Y los grandes maestros han sabido siempre escuchar. Pero escuchar no quiere decir callar. Habrá algún momento que es preciso intervenir. Hacerle comprender que hablar sin pensar no es comunicarse, sino una actitud autista. Será preciso animarle a reflexionar. O volver otro día. El saber escuchar no significa permanecer mudos. Un saber escuchar adecuadamente permite responder también adecuadamente.
No es preciso recorrer únicamente a los grandes maestros para saber sus enseñanzas sino que también la propia experiencia nos confirma que el sentido común la madurez nos pide este trabajo o aprendiza: aprender a aprender. Como aprender a desaprender. Siempre estamos en camino de esta dialógica de aprender y desaprender de uno mismo.

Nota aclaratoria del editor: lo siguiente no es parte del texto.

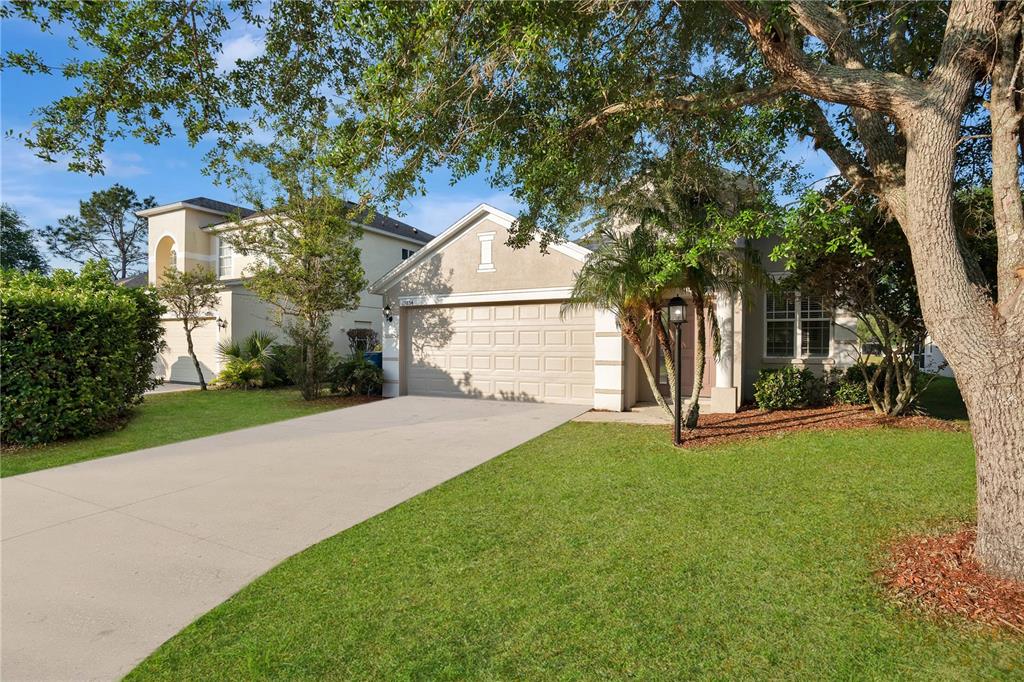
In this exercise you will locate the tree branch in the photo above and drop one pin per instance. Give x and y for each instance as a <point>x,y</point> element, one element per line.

Además, saber escuchar al otro es una sencilla, pero profunda acogida humana. Saber escuchar es acoger al otro. Y esto se precisa mucho en nuestra sociedad secularizada, globalizada, individualizada y sobre todo, informatizada o tecnologizada. Todo son aparatos. Todo son ruidos. Todo el mundo quiere hablar, expresarse. Pero falta el interlocutor que escucha sabiamente. Un interlocutor que dé un poco de su tiempo. Un tiempo gratuito. De gran valor. Un tiempo en aprender a acoger. Es de una gran inmensa riqueza, solo lo sabe quien ha probado en hacerlo. Me viene a la memoria aquel caso de una señora mayor que después de hablar un tiempo muy largo, acabó diciendo: “Le agradezco este diálogo que hemos tenido. Hacía tiempo que no lo tenía”. Es decir, hacia tiempo que no era “acogida”. Solo había hablado ella.

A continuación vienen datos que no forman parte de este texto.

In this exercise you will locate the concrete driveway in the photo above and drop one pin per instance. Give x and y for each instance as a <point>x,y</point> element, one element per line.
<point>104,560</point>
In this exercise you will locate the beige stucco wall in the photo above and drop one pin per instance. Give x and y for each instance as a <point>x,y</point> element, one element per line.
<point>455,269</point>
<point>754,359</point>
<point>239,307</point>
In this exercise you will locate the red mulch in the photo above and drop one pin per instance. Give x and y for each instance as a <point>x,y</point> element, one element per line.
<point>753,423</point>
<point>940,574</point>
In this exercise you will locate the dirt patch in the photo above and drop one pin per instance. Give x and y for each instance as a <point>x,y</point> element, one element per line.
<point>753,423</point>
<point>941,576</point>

Como bien dice un filósofo catalán, Francesc Torralba: “Escuchar es un acto de hospitalidad. Consiste en proporcionar un lugar al otro, en cederle un espacio y un tiempo mental y cordial. Escuchar es acoger, dar tiempo y espacio al otro, hacer un vacío para que él quepa.”. O como también nos recuerda el poeta francés, Paul Claudel: “No es el tiempo el que nos falta. Somos nosotros que le faltamos”. Y es preciso haber vivido este tiempo interior gratuito para saber escuchar.